Curriculum Framework Topic: Writing and Reading Strand: Reading, Writing, Oral and Visual Communication
Preparation
Preparation time: 5 minutes
Length of lesson: 20 to 30 minutes
Resources required:
• 1 blank postcard per student (3x5 cardstock or recipe card),
• rough draft paper, pencils,
• erasers,
• media of choice for postcard front,
e.g. pencil crayons, markers,
• Meerkat Mail, Emily Gravett, Mac- millan Children's Books (4 Aug 2006) ISBN-10: 1405052155,
• authentic sample postcards if
possible.
• Optional: Diary of a Worm, Doreen Cronin, Publisher: Joanna Cotler (August 14, 2003) ISBN-10: 006000150X
Procedure
1. Discuss with students their experience receiving or sending postcards. Show authentic postcards and discuss purpose, interesting features, style of writing etc.
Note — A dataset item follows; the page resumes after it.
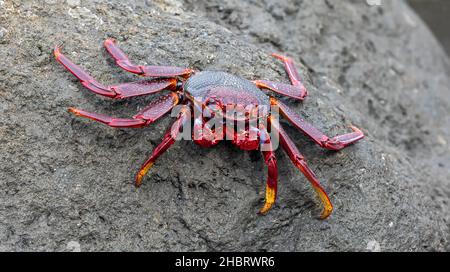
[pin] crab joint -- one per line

2. Read Meerkat Mail, by Emily Gravett to the class. Discuss how the author used the post- cards to reveal the problems the Meercat was facing in each location. Include a discussion about the structure, form and style of the postcard writing.
3. With the students, compare the Meerkat’s experiences with those of the wildlife living at Warren Park. What situations might occur for the wildlife to need a new place to live? Think what it might be like for one of the Warren Park animals to relocate to your schoolyard or neighbourhood.
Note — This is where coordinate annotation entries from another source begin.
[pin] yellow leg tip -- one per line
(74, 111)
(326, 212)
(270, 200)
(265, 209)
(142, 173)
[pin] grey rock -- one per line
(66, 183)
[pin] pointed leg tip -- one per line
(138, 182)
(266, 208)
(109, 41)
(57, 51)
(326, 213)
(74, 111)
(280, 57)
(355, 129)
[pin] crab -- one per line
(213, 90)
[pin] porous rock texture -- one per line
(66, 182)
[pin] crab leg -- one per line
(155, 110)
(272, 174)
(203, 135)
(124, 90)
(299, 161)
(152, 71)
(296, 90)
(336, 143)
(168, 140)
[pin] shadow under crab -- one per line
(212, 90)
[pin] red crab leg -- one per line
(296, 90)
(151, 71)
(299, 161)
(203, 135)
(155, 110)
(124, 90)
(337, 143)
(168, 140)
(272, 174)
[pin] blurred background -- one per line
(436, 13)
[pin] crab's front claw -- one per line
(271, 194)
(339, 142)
4. Have students choose an area of your schoolyard as the new location for one of the animals that normally lives at Warren Park.
5. In the style of Meerkat Mail, invite students to create a postcard from an animal’s perspective complete with picture, address, return address and letter. Have students describe the habitat in which the animal finds itself, including the reactions to the location and troubles the animal may be having. Ask students to design a postcard picture that represents the habitat.
6. Offer students opportunities to draft and revise their postcards using self, peer and teacher conferences to present their work effectively.
Discussion and Questions
• Ask students to compare postcards to letters or emails. Which one do they like receiving and why?
• Discuss with the students how has the author used text forms such as first-person record of events, thoughts and feelings and elements of style such as humour, alliteration, and descriptive words to help convey the mood or sensory impressions.
Student Assessment and Evaluation
• Through this writing, students communicate the connections between animals and their habitat.
• Brainstorm with students criteria to evaluate the postcards from its literary style, visual communication and its content.
• Observe how the students communicate effectively the various environmental factors that affect animals through both the picture and the writing.
• Ask students to reflect and share in which ways they have used text forms such as first person record of events, thoughts and feelings and elements of style such as humour, alliteration, and descriptive words to help convey the mood or sensory impressions.
Enrichment and Extension Activities
• Use the collections of postcards to create a class book.
• Design an inquiry to determine what actually lives in your schoolyard or neighbourhood from vertebrates to invertebrates.
• As students learn about other living creatures that live in the schoolyard, continue to write postcards in role. Have students respond to each other’s postcards.
• Have students experiment with other media to create postcard picture, e.g. digital photos, watercolours, charcoal sketches etc.